Gov’t pleads with foreign envoys to support peace process
Presidential Affairs Minister, Barnaba Marial Benjamin, called on foreign envoys to support the peace agreement.
Bernaba added that the government is committed to securing parts of the country undergoing occasional conflicts.
He added that many cases of inter-communal violence experienced in the country are not politically motivated, the government has said.
“The communities that are fighting have nothing to do with the political issues. These are community problems. [They are] Cattle rustling and many other revenge killings from families and not political,” Marial said.
He spoke at the Indian embassy during the official celebration of India’s 76th Independence Day, on Monday.
Barnaba further called on the peace partners to put hand in the implementation of the agreement and speed up where the principles might be slow.
“So support the peace process, come in help us where we are going slow,” he urged.

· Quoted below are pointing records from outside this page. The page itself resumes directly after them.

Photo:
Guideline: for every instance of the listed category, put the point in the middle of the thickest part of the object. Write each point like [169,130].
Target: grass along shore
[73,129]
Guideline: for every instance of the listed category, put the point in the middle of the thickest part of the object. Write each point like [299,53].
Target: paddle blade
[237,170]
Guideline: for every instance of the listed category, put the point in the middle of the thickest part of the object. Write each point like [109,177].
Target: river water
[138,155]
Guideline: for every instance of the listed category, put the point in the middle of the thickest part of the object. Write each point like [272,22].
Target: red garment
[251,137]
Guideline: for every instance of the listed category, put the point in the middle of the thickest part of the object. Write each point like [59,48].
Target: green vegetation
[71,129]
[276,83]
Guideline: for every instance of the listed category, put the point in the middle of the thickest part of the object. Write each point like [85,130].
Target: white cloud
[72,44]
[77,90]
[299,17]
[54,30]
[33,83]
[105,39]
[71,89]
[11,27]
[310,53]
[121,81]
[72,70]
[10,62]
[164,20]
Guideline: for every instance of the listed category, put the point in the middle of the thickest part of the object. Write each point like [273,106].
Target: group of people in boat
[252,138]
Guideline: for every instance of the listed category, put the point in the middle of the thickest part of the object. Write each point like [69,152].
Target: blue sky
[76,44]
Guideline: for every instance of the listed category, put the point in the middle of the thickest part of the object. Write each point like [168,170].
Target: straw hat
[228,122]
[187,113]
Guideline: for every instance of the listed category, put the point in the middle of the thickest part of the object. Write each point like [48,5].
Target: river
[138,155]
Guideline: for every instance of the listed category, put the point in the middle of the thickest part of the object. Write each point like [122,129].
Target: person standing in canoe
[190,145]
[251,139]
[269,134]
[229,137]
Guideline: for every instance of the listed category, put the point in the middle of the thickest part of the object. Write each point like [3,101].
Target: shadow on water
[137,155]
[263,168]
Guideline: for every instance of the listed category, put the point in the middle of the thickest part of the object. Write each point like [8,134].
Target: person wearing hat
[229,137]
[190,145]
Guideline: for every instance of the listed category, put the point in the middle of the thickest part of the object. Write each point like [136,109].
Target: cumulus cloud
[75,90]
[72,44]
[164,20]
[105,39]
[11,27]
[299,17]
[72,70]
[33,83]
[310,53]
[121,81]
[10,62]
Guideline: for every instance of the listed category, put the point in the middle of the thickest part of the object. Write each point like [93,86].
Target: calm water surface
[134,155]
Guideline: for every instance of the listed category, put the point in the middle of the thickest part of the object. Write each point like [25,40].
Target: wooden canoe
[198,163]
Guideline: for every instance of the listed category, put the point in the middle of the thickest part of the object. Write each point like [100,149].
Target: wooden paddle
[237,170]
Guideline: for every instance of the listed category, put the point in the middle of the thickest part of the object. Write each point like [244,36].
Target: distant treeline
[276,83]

He assured the ambassadors that South Sudanese are implementing the agreement
“What I can assure you is that we are implementing the peace process; we are doing it,” he said.
He added that the implementation of the peace agreement is slow but they parties are sure they will finish it within the required timeline.
“The political will is there. Our people are tired of war.
“Wwe are not going back to war,” he said.
He added that the 38 political parties have agreed to bring peace in the country.
Barnaba added that President Salva Kiir and the First Vice President, Dr Riek Machar, have been meeting during the Friday cabinet meetings to ensure that government functions and the fast-tracking of the peace agreement is on track.
“I would like to assure the population here to feel at home; there is no more war,” he added.
In the past two months, South Sudan has been experiencing a wave of inter-communal violence in parts of Eastern Equatoria, Warrap State and Abyei.
Clashes between pastoralist communities and the host communities in parts of Eastern Equatoria State such as Nimule and Magwi had been on the rise.